Lady Montdore pareció detenerse a pensar unos instantes.

—Me parece —dijo al fin— que es lisa y llanamente intolerable que nos pongas en esta situación. Tendré que hablarlo con Montdore, aunque francamente creo que si pretendes salirte con la tuya a toda costa en este matrimonio indecente, se hablará mucho menos del asunto si lo celebramos aquí y antes de tu cumpleaños. Así no tendré que explicar por qué no habrá celebraciones de tu mayoría de edad. Los arrendatarios de la finca ya han empezado a preguntar por ello. Por eso, creo que puedes dar por hecho que tendrás permiso para que la boda se celebre aquí el mes que viene, después de lo cual, marrana incestuosa, no quiero volver a verte nunca más ni a ti ni a tu tío, nunca más. Ah, y te ruego que no cuentes con ningún regalo de boda, al menos por mi parte.

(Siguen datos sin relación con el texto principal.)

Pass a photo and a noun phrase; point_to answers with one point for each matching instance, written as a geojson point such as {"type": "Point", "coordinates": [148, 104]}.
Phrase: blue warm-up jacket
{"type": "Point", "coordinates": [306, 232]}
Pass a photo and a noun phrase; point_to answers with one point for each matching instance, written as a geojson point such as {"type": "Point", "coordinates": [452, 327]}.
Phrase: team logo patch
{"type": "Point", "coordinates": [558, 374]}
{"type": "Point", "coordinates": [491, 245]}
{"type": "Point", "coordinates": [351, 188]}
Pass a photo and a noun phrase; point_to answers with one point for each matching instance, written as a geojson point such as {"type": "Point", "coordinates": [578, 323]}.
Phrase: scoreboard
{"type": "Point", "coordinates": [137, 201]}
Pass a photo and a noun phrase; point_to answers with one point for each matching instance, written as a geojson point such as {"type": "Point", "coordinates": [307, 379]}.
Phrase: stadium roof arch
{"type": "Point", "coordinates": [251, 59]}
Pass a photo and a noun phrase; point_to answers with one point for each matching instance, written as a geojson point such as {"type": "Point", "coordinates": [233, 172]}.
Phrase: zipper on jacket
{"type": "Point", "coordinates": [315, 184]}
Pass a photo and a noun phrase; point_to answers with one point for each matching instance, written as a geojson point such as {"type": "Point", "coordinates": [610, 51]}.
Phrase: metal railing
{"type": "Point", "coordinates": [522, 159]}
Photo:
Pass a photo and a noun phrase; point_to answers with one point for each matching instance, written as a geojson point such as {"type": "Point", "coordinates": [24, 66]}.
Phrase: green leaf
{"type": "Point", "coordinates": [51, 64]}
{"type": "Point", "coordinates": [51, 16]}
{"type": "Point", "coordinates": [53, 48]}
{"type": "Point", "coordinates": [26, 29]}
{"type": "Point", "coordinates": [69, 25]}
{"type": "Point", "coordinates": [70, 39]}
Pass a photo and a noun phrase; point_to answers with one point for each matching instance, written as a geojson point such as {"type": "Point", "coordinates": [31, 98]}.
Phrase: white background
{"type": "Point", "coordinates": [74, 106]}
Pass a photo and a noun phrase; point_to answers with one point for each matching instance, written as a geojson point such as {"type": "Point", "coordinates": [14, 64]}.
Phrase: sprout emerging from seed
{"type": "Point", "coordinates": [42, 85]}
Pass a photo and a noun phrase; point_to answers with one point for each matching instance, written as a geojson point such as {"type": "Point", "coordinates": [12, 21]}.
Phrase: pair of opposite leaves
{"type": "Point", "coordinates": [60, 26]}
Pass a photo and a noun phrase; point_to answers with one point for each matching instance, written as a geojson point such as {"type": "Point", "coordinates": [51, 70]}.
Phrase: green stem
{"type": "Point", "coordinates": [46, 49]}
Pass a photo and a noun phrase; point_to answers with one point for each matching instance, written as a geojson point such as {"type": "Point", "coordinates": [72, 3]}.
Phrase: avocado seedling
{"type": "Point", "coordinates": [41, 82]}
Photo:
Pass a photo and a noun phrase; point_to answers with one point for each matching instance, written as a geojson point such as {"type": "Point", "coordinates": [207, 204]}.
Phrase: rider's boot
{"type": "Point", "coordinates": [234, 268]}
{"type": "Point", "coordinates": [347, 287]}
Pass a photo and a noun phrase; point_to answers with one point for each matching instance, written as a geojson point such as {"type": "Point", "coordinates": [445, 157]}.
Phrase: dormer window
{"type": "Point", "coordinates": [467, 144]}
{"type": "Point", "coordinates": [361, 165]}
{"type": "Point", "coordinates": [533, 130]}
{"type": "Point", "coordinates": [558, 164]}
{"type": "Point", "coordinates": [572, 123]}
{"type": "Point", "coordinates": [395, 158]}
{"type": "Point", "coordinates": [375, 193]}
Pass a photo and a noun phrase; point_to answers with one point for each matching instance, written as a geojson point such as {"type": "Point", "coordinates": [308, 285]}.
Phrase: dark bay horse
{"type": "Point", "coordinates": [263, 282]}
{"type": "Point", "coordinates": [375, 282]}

Le corrían por las mejillas abundantes lagrimones de conmiseración por sí misma. Tal vez estaba pensando en los magníficos adornos de joyas y metales preciosos que se habrían expuesto en su vitrina de cristal y que, de haber sido las cosas de otro modo, tantos habrían contemplado con envidia durante el banquete de boda en Montdore House. «De parte de los padres de la novia», diría una tarjeta. Todos sus sueños en torno a la boda de Polly, tan larga y afectuosamente codiciados, habían concluido con un triste despertar.

—No llores, mamá. Soy muy, muy feliz.

—Pues yo no —dijo lady Montdore, y salió deprisa, enfurecida, del salón.